Rising cost of cyber breaches
With new regulations on the horizon that will impose large fines on companies which suffer certain types of data breaches, a snapshot study of the scale of cyber incidents has been released.
The 2017 Cyber Claims Study by NetDiligence, featuring input from major insurance companies, found that the average total cost of a cyberbreach incident was $394,000. However, for companies with revenues above $2 billion, the average cost was $3.2 million.
By sector, retail accounted for the biggest exposure of records, at 420 million, or 67 per cent of the data set in this year's study.
While ransomware and cyberextortion affected every sector, with maximum breach costs higher than $500,000.
The study found that hackers were the most common cause of loss, followed by malware and viruses, ransomware and cyberextortion, and staff mistakes.
Maliciously motivated insider events elevated the cost of claims by a factor of four. While breaches were 20 per cent higher when there was cloud involvement.
Last year, the average cost per breached record was $17,035, while the average cost for 2014-2017 was $8,100. However, NetDiligence noted that this metric can be “heavily skewed by outliers”. Excluding the top and bottom five per cent of the data set, the average fell to $787. The median cost per record was $46.50.

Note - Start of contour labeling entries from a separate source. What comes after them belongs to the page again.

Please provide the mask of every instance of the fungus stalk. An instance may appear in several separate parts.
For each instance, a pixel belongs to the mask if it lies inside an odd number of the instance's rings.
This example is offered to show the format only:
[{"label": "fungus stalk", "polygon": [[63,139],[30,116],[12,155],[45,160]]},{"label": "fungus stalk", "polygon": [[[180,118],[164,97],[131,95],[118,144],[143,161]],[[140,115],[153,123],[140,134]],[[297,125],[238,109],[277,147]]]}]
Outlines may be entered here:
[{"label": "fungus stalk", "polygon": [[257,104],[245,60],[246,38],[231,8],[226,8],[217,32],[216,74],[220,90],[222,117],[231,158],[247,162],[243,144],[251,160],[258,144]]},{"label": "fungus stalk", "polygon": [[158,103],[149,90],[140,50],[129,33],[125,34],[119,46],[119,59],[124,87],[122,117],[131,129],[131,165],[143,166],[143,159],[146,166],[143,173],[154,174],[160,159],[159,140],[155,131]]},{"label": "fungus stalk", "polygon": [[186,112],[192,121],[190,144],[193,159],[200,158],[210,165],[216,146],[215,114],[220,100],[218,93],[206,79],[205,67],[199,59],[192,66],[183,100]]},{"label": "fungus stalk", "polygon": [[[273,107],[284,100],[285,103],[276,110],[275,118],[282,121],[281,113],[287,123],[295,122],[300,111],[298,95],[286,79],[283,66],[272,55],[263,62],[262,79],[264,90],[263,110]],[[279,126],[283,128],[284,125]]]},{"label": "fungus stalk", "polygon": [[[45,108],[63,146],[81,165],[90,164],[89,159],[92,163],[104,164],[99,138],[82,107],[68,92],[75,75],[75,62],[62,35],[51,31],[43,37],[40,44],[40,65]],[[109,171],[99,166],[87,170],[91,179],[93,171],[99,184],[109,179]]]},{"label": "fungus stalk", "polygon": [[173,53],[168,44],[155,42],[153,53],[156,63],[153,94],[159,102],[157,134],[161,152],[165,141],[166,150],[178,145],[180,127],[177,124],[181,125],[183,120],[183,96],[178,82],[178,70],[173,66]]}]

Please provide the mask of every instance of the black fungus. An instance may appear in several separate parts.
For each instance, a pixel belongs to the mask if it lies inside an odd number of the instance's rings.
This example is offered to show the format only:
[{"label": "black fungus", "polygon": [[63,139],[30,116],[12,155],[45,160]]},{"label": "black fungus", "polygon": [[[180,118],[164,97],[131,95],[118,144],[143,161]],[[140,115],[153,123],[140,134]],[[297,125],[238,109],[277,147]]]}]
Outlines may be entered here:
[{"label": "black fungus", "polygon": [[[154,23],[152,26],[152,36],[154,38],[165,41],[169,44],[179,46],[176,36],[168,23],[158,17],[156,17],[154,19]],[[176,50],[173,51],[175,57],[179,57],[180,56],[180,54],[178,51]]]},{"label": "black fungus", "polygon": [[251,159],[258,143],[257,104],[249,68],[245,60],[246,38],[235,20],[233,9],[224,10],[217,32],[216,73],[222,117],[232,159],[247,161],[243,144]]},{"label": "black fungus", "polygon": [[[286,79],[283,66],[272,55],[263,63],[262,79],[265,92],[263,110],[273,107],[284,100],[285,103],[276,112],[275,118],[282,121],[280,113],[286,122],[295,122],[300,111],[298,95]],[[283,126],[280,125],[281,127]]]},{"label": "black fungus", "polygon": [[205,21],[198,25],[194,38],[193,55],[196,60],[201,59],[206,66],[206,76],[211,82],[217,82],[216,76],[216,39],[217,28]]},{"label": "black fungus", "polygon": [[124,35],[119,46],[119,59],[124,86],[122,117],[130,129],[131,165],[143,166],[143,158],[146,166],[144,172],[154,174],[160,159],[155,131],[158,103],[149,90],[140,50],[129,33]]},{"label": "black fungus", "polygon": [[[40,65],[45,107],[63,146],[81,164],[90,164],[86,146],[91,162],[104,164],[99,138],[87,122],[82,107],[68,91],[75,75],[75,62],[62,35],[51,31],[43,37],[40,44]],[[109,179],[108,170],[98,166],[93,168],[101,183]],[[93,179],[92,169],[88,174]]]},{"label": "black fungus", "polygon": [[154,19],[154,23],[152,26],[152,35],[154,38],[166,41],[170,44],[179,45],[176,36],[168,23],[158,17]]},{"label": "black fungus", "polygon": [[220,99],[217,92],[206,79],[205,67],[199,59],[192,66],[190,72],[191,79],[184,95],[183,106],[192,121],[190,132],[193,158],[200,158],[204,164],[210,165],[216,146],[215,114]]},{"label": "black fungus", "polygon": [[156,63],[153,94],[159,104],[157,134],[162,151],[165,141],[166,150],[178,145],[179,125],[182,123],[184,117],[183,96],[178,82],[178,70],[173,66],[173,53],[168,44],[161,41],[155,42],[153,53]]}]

The consolidated claims data in the study came from multiple insurers. Companies that participated in the study included Ace, Aspen Insurance, AIG, XL Group, Zurich, Travelers, and Sompo International.
AllClear ID, a major sponsor of the 53-page study, noted: “The uptick in unpredictable and unique threats such as ransomware and cyber extortion adds a new layer of complexity.
“While businesses cannot block every type of attack against their sensitive information, they can and should take steps to ensure they are ready to respond to their customers with quality, speed and care after a data breach.”
The company said new regulations, such as the European Union's General Data Protection Regulation, and the New York Department of Financial Services's cybersecurity regulation, demand as fast as 72-hour reaction time to data-breach events.
“That means that businesses must take a proactive approach to breach readiness, and be certain their plans and teams will hold up to a live breach incident.”
The GDPR goes into effect in May 2018 and applies to all EU countries and companies based in those countries, and non-EU companies that process the data of EU citizens. Maximum fines for lack of compliance are up to 4 per cent of overall turnover/revenues, or €20 million ($23.8 million), which ever is greater.
This year's seventh annual Cyber Claims Study was presented by US-based NetDiligence, which specialises in cyber-risk readiness and response.